Known for his bearish views, Grantham sees a recovery coming, but not a big one.

Joel P. Bruckenstein, 05/14/2009

Jeremy Grantham is a cofounder and chairman of GMO, LLC, a global institutional investment-management firm. Its clients include endowments, pension funds, public funds, foundations, and cultural institutions. GMO manages more than $85 billion in client assets, $28 billion of which is in asset-allocation strategies.

For most of the last decade, Grantham has also been one of the more bearish personas on the U.S. financial scene. As Russel Kinnel detailed in a July 2007 article titled "Grantham Sees Huge Opportunity in 'Anti-Risk,' " Grantham was even then very bearish on the markets. He also warned that we were in a "financial-debt-soaked bubble." He could not have been more correct. So what does Grantham think now?

Grantham made the case in a speech a few weeks ago, when the S&P 500 was at the 740 level, that we could have a rally to over 1,000. At the time, he thought such a rally might be the last desperate twitch in a 20-year bull-market cycle.

Grantham based his projections on years of studying U.S. presidential cycles since 1932. He says that historically, year three of the cycle is best, and year four is usually good as well. Historically, year three has outperformed years one and two by about 22 points. In addition, he points out, there's never been a major bear market in year three of a presidential cycle. That's because the Fed tends to have a more accommodating monetary policy in years leading up to elections. There's also a sense that the Fed is "more likely to look after you in years three and four, but not necessarily in years one and two," Grantham says.

Recently, we've had much more stimulus than during the third year of a typical presidential cycle, and in many sectors of the economy there continues to exist the potential for a bailout should things go wrong. Given this environment, "why wouldn't there be a rally?" Grantham asks. He makes the point, however, that this rally does not necessarily indicate that the economy has hit bottom, although it is a possibility.

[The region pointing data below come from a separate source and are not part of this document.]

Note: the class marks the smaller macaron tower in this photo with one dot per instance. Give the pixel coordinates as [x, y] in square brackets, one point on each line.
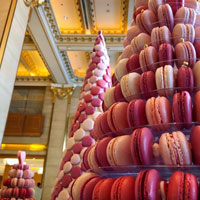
[19, 184]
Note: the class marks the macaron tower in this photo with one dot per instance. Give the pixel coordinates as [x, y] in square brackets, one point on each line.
[150, 116]
[19, 184]
[81, 136]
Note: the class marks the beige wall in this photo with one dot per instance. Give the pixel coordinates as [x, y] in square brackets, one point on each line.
[43, 139]
[10, 60]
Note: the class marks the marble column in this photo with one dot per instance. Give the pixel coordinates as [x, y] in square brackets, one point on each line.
[56, 140]
[10, 50]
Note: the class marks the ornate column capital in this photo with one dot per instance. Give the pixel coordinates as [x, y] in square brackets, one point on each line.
[62, 93]
[33, 3]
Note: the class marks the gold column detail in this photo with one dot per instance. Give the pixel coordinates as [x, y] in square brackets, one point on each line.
[33, 3]
[62, 93]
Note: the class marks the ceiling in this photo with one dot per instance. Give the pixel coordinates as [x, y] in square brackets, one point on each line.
[36, 165]
[31, 64]
[74, 25]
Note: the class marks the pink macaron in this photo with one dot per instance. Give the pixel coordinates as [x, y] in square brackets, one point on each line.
[132, 32]
[147, 185]
[195, 138]
[197, 106]
[137, 43]
[133, 64]
[130, 86]
[182, 186]
[136, 113]
[165, 16]
[137, 12]
[160, 35]
[118, 151]
[185, 80]
[185, 15]
[100, 152]
[141, 146]
[146, 21]
[175, 4]
[117, 118]
[102, 189]
[182, 109]
[165, 81]
[79, 184]
[158, 112]
[185, 52]
[87, 189]
[183, 31]
[154, 5]
[123, 188]
[175, 149]
[196, 71]
[118, 94]
[148, 59]
[166, 54]
[148, 84]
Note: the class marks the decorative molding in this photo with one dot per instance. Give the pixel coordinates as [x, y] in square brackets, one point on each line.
[33, 81]
[69, 68]
[33, 3]
[80, 16]
[124, 15]
[62, 93]
[84, 42]
[50, 18]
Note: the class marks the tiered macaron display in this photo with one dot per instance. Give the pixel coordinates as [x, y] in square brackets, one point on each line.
[148, 184]
[20, 184]
[151, 117]
[81, 135]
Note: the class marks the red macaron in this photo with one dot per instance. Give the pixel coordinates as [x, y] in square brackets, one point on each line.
[166, 54]
[104, 124]
[141, 146]
[185, 79]
[123, 188]
[87, 189]
[197, 106]
[136, 113]
[147, 185]
[100, 152]
[148, 84]
[102, 190]
[133, 64]
[182, 186]
[195, 141]
[118, 94]
[182, 109]
[117, 118]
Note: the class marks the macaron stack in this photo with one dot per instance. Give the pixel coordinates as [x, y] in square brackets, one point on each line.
[161, 38]
[81, 135]
[19, 183]
[152, 104]
[148, 184]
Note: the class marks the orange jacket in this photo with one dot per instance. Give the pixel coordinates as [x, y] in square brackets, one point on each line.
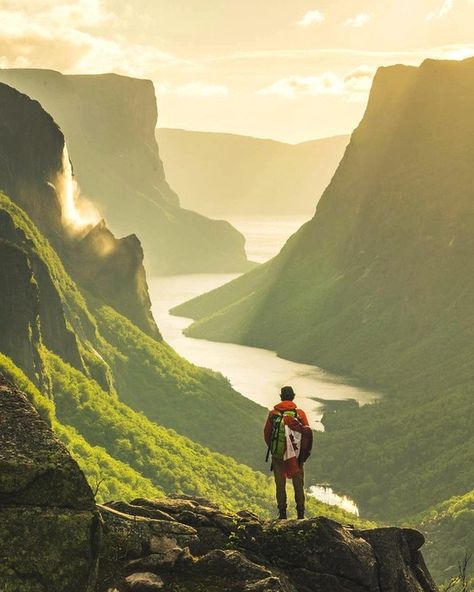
[283, 406]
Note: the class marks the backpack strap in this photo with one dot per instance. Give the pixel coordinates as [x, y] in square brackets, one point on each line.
[273, 435]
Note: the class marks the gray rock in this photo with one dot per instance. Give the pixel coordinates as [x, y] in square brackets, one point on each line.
[144, 582]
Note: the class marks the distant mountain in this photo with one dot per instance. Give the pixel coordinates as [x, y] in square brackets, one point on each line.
[110, 123]
[66, 340]
[227, 174]
[379, 286]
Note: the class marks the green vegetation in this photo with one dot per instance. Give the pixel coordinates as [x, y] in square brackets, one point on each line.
[108, 120]
[378, 286]
[145, 373]
[450, 535]
[250, 176]
[150, 377]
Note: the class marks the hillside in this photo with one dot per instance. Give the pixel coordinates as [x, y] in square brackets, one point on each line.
[181, 543]
[378, 286]
[231, 175]
[109, 122]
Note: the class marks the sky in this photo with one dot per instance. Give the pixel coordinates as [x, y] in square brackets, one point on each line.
[292, 70]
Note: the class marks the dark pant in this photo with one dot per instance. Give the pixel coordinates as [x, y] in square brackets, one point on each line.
[280, 482]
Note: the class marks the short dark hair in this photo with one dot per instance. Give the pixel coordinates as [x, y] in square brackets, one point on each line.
[287, 393]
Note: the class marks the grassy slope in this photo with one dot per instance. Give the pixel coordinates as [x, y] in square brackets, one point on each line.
[121, 449]
[148, 374]
[450, 534]
[227, 174]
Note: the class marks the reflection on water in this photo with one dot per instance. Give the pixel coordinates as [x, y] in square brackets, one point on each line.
[326, 495]
[256, 373]
[265, 236]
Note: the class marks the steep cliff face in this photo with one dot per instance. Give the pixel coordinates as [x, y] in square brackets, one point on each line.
[49, 538]
[231, 175]
[379, 286]
[185, 544]
[36, 173]
[389, 244]
[19, 304]
[110, 123]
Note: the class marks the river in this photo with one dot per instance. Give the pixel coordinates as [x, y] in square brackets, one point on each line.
[256, 373]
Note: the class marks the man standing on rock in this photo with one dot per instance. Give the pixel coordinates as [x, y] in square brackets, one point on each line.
[289, 439]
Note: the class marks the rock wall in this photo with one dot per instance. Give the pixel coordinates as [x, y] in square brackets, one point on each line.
[33, 174]
[109, 122]
[50, 529]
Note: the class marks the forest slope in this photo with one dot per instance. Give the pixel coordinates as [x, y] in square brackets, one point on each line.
[230, 175]
[110, 122]
[379, 286]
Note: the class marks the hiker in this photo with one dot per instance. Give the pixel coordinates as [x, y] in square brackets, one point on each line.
[289, 439]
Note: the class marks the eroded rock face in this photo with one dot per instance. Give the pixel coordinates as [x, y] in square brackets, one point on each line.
[181, 544]
[50, 528]
[35, 174]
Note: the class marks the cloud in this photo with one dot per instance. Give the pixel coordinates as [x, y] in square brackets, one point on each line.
[354, 84]
[441, 12]
[197, 88]
[312, 17]
[359, 20]
[63, 36]
[201, 89]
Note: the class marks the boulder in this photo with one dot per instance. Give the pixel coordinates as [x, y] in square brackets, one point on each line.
[50, 528]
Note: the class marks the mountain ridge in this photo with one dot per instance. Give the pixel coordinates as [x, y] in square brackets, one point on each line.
[109, 121]
[377, 287]
[231, 174]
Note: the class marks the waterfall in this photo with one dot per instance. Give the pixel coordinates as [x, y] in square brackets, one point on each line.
[77, 212]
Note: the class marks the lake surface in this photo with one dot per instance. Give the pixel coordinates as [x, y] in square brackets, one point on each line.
[256, 373]
[265, 235]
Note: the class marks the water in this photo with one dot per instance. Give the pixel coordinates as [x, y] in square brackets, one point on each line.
[256, 373]
[265, 235]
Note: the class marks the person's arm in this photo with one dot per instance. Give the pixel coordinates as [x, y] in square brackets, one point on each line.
[267, 430]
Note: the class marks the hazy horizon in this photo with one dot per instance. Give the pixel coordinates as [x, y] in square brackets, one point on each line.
[294, 72]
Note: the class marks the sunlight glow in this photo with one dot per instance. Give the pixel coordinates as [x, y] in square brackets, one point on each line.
[77, 212]
[327, 496]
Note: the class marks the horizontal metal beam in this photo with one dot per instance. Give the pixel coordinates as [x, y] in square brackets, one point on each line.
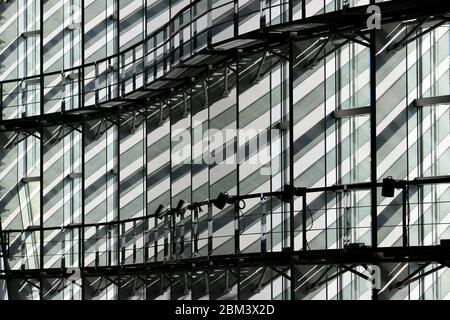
[338, 257]
[339, 114]
[426, 102]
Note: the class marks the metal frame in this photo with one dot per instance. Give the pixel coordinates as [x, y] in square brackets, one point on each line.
[271, 39]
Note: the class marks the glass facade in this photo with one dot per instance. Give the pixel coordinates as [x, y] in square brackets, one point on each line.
[111, 108]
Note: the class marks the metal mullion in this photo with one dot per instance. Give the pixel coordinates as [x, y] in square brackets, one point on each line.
[373, 146]
[41, 164]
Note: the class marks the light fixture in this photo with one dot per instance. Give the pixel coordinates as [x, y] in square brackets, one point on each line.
[181, 207]
[221, 201]
[161, 211]
[388, 187]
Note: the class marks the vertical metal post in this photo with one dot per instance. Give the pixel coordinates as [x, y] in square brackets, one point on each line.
[404, 216]
[291, 155]
[41, 164]
[373, 146]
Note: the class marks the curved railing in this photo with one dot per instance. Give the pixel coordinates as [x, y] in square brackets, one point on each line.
[159, 62]
[111, 80]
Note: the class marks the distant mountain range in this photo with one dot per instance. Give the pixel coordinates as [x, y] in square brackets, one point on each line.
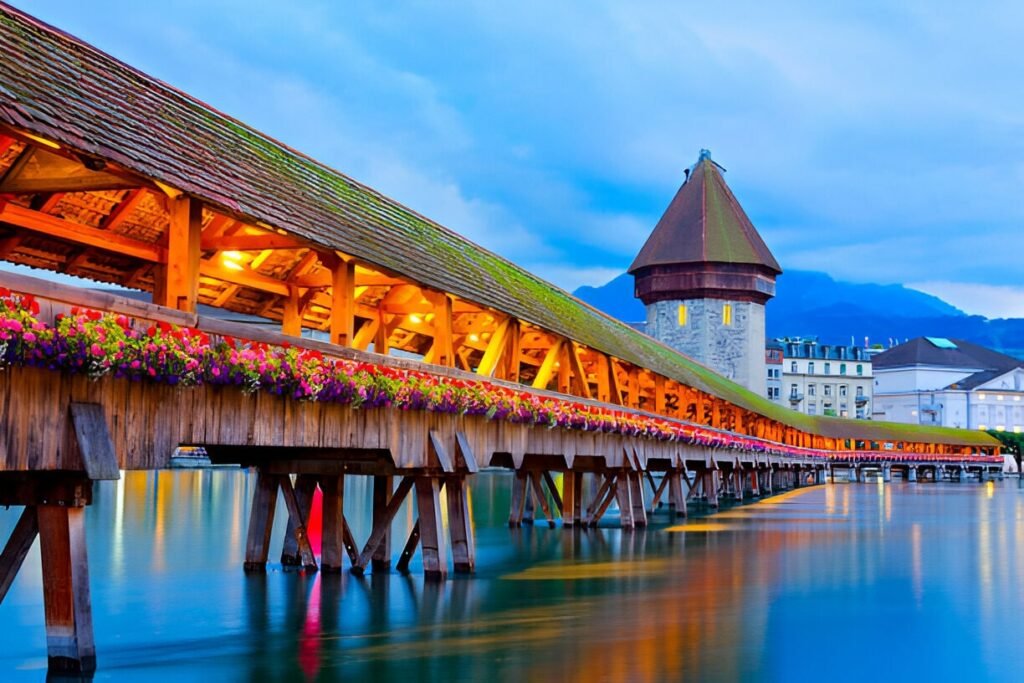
[813, 304]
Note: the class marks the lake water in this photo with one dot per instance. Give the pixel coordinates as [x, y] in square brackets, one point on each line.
[837, 583]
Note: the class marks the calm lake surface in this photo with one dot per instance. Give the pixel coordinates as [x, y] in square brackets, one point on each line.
[836, 583]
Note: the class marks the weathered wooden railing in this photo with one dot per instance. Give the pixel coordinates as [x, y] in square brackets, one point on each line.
[62, 431]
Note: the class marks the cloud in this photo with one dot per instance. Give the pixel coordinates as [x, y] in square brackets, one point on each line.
[978, 299]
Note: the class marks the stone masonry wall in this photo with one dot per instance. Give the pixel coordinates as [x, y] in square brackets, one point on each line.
[735, 350]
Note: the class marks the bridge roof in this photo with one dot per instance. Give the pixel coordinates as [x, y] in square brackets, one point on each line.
[705, 224]
[62, 89]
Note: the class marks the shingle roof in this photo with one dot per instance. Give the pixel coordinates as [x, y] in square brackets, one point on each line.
[58, 87]
[705, 224]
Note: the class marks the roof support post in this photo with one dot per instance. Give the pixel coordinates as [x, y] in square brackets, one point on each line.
[176, 282]
[342, 302]
[443, 349]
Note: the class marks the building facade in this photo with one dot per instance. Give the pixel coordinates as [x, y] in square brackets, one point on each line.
[773, 361]
[705, 275]
[826, 379]
[949, 383]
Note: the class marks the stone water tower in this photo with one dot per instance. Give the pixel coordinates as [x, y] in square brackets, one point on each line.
[705, 275]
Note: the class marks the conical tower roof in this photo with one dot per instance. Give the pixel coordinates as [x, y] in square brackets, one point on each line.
[705, 224]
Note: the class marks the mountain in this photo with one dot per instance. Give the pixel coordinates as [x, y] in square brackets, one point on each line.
[813, 304]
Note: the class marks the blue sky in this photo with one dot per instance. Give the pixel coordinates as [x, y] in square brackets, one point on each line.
[875, 141]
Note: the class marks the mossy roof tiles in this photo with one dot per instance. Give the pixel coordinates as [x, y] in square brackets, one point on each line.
[705, 224]
[56, 86]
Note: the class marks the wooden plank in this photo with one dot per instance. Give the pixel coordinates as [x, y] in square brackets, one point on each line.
[22, 538]
[432, 542]
[383, 524]
[343, 302]
[383, 485]
[624, 496]
[437, 451]
[78, 233]
[464, 453]
[296, 512]
[261, 522]
[177, 282]
[554, 491]
[333, 507]
[305, 486]
[463, 547]
[70, 641]
[610, 495]
[291, 319]
[535, 481]
[495, 351]
[410, 549]
[94, 441]
[577, 498]
[547, 371]
[639, 513]
[567, 504]
[519, 495]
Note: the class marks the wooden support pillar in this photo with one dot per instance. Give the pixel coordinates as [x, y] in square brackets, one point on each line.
[176, 281]
[460, 525]
[342, 301]
[17, 547]
[333, 542]
[636, 496]
[299, 515]
[432, 542]
[570, 497]
[305, 486]
[625, 500]
[291, 319]
[442, 351]
[677, 500]
[519, 495]
[605, 495]
[70, 644]
[535, 481]
[383, 485]
[261, 522]
[712, 484]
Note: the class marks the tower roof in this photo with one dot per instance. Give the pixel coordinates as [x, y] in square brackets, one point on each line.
[705, 224]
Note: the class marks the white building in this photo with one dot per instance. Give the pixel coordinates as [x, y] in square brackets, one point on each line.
[950, 383]
[825, 379]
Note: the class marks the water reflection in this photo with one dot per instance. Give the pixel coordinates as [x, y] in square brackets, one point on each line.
[827, 571]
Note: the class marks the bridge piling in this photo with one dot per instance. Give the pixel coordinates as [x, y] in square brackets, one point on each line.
[383, 487]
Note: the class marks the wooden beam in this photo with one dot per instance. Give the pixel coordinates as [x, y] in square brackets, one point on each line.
[82, 235]
[177, 282]
[342, 302]
[70, 641]
[261, 522]
[547, 371]
[251, 243]
[291, 319]
[17, 547]
[298, 516]
[580, 374]
[383, 524]
[496, 347]
[442, 350]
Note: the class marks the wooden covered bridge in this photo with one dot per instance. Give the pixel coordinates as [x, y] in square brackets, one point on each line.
[394, 348]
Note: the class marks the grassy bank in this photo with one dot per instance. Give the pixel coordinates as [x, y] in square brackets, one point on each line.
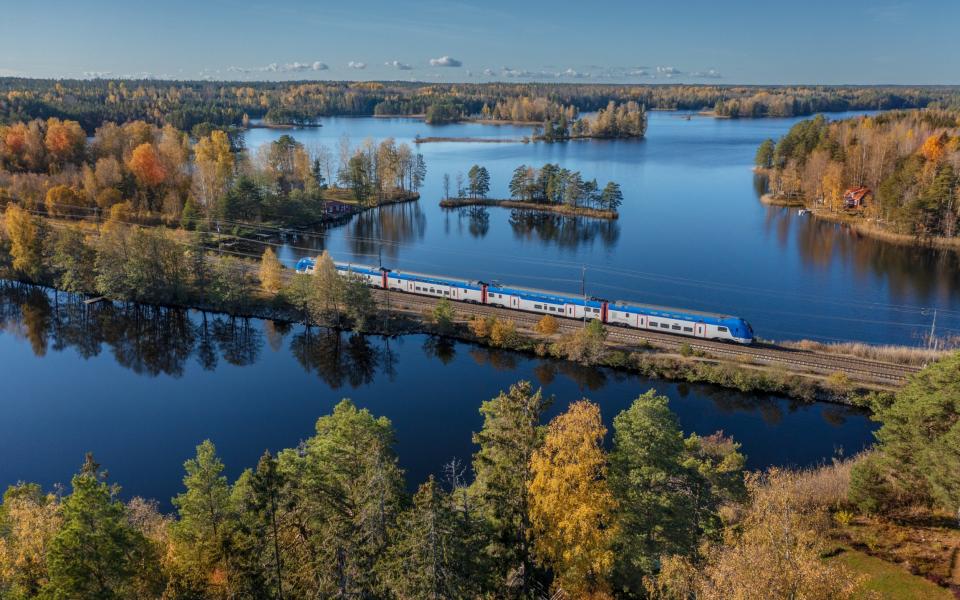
[562, 209]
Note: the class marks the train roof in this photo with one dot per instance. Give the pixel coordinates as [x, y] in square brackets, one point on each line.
[435, 279]
[665, 311]
[547, 296]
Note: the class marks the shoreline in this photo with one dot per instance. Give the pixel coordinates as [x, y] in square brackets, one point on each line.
[651, 361]
[475, 140]
[561, 209]
[865, 228]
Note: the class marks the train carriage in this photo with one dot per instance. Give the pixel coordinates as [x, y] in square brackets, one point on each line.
[648, 317]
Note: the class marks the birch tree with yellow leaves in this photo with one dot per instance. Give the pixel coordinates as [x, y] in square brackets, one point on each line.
[571, 505]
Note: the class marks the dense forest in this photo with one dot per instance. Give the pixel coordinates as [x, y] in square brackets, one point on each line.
[544, 509]
[144, 172]
[908, 160]
[186, 104]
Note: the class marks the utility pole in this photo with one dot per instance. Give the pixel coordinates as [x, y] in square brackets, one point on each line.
[583, 291]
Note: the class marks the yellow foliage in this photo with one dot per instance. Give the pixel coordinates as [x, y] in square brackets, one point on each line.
[481, 326]
[503, 333]
[933, 147]
[30, 522]
[547, 325]
[571, 504]
[270, 271]
[777, 551]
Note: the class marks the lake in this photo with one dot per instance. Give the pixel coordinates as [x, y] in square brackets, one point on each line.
[691, 232]
[140, 387]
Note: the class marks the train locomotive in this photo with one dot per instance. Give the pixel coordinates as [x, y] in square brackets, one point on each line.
[690, 323]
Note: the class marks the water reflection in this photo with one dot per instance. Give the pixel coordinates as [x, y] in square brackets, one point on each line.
[340, 358]
[569, 233]
[912, 273]
[156, 341]
[387, 227]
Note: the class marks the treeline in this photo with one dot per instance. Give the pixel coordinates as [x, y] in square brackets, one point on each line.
[916, 461]
[185, 104]
[141, 171]
[800, 100]
[909, 160]
[553, 184]
[544, 510]
[628, 120]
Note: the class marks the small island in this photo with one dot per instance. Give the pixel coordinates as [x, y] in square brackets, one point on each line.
[549, 188]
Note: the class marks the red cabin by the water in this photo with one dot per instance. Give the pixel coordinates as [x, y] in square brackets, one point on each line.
[856, 197]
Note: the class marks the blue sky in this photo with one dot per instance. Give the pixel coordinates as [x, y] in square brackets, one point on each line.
[734, 41]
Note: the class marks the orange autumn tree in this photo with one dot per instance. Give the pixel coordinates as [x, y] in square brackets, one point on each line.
[933, 147]
[571, 504]
[65, 141]
[146, 166]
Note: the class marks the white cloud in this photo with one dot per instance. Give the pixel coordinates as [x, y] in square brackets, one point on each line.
[445, 61]
[573, 74]
[668, 72]
[708, 74]
[294, 67]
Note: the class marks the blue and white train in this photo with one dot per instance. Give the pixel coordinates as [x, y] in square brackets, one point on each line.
[690, 323]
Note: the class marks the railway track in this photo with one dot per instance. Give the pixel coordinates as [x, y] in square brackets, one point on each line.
[817, 362]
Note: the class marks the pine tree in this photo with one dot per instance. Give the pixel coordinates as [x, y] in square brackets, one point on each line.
[97, 553]
[571, 506]
[358, 302]
[510, 434]
[327, 291]
[518, 183]
[644, 466]
[483, 182]
[346, 490]
[430, 557]
[203, 527]
[611, 197]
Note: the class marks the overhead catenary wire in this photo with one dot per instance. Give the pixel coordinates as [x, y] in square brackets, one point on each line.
[540, 262]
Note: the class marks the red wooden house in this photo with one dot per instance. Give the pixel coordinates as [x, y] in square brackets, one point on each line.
[856, 197]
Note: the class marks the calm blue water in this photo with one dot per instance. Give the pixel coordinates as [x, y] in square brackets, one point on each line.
[692, 232]
[141, 389]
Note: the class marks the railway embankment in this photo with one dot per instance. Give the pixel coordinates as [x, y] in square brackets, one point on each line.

The stock market is a leading indicator, and it usually turns up before the economy does. Grantham says that he thinks the economy will recover soon (late this year or early next year), although the recovery will be a modest one. "I do think the U.S., China, and some other important economies will pick up later this year/early next year," he says. "Markets anticipate the upticks by six months (plus or minus two months). That means that this could be the rally." He puts the probability of this scenario at 50%.

Grantham say that if the economy turns a bit later, and if we get hit with more seriously bad news, the market could buckle, and he puts the odds of this happening at about 30%. He says a more bearish scenario, which has been articulated by George Soros and Marc Faber, is that we are in the midst of a bear-market rally, but the economy is not on the verge of recovery. If this scenario, to which Grantham assigns a 20% probability, turns out to be correct, we will almost certainly see new lows, he says.

Grantham says the only thing he is certain of at the moment is that there is no certainty with regard to the economy. For example, he says that in the popular media there is almost universal acceptance of the fact that government stimulus is a good idea, but, if anything, history indicates that the opposite may be true. "If we keep all the GMs alive and all the Citibanks, we'll end up with more dilution than if we handed their market share over to Ford and Toyota," he says, adding that propping up weak firms and refusing to write off losses could lead to the type of scenario that Japan endured when the bubble burst over there. Grantham fears that the issue is not being decided strictly based upon sound economics, but rather by political expediency.